Watching these videos, one right after another, is agonizing.
But as video cameras proliferate, these shootings seem to become more widespread, more unavoidable, and more potent markers of the racial tensions that divide us.
So Kaepernick kneels for the national anthem, and the frustrations mount. As Lecrae recently tweeted: “Take a knee . . . people riot. Take a bullet . . . people quiet.”
The sentiment has been retweeted 67,000 times.
The Other Side
There’s another side to these tragedies, depicted in the graphic 1998 murder of police officer Kyle Dinkheller (Georgia), 22, killed by a white army veteran, Andrew Brannan, after Dinkheller pulled him over. Videos like this one are unforgettable reminders of why police are trained to never allow suspects to return to their vehicles.
More than thirty cops have been killed in 2016, including the July shootout in Dallas, in which a peaceful protest in the streets was ended by a sniper, a black military vet, who murdered five white cops: Lorne Ahrens, 48, Michael Krol, 40, Michael Smith, 55, Patrick Zamarripa, 32, and Brent Thompson, 43, whose execution was broadcast live, shot in the back in a cold-blooded ambush.
These are the videos that haunt the spouses and children of police officers, reminding them that being a police officer is a demanding and dangerous job, full of pressures and growing expectations.
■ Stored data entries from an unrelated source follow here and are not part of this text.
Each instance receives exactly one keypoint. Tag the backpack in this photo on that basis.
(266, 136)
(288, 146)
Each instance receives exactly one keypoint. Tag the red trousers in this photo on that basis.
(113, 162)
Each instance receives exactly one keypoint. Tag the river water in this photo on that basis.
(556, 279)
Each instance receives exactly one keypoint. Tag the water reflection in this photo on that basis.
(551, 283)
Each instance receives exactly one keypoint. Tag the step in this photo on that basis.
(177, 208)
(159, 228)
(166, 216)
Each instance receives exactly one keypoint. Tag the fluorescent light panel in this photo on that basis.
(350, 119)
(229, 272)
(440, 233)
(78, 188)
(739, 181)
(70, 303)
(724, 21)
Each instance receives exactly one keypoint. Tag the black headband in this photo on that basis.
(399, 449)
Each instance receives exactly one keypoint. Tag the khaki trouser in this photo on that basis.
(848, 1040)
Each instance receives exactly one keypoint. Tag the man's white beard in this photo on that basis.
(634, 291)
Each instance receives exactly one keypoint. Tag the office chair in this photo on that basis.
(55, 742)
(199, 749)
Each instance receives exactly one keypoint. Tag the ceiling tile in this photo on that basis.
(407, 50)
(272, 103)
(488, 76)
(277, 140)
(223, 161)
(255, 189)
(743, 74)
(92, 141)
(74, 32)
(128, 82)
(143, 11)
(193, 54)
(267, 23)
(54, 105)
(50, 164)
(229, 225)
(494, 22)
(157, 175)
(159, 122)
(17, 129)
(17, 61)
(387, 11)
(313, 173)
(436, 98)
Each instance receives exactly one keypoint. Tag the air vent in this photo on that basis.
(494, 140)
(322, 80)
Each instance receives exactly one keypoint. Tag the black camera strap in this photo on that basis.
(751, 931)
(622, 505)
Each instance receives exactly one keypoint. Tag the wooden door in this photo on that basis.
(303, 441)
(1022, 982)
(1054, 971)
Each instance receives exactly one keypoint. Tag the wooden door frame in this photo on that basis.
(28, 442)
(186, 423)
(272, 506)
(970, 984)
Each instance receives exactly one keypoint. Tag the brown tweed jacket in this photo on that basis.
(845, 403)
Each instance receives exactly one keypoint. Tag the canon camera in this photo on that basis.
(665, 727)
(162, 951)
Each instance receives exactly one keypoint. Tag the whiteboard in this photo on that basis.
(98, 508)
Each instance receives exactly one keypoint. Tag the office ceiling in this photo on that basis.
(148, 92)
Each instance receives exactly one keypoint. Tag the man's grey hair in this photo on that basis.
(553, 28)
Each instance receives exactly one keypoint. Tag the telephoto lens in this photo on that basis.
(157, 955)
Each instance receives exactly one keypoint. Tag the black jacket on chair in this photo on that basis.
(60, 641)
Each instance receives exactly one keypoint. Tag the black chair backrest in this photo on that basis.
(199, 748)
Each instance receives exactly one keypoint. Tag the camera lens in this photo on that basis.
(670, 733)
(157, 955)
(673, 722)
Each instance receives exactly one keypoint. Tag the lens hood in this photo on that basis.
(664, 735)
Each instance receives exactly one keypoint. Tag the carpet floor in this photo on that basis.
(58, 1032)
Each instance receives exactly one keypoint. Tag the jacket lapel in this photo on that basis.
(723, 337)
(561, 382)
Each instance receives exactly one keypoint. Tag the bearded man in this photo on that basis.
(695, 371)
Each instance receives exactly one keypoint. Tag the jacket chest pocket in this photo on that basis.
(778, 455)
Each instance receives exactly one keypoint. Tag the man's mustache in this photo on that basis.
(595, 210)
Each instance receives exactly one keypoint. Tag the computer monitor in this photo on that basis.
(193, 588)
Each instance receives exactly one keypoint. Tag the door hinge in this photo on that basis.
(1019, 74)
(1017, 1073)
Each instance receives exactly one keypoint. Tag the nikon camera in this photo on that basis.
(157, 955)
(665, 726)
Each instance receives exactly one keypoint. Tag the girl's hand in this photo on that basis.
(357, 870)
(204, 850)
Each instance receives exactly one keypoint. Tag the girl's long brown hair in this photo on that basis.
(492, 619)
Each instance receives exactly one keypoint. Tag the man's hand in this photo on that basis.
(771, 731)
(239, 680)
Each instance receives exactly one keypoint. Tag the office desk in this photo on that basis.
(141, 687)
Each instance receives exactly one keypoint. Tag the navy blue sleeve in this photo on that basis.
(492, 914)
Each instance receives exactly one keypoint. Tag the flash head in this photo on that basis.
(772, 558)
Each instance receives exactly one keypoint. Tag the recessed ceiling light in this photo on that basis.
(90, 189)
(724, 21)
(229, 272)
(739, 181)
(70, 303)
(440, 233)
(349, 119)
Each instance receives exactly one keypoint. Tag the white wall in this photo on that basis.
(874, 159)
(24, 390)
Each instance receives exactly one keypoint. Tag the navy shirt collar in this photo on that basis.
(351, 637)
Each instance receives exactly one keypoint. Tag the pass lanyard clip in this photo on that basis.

In the aftermath of the killing of five officers, Dallas police chief David Brown delivered a wearied plea, “We’re asking cops to do too much in this country. We are. Every societal failure, we put it off on the cops to solve.” Mental health funding is too low? Give it to the cops to solve. A stray dog problem in the city? Give it to the cops. School systems failing? Give it to the cops. Seventy percent of African-American children being raised without dads? Give the problem to the cops. “That’s too much to ask. Policing was never meant to solve all those problems.”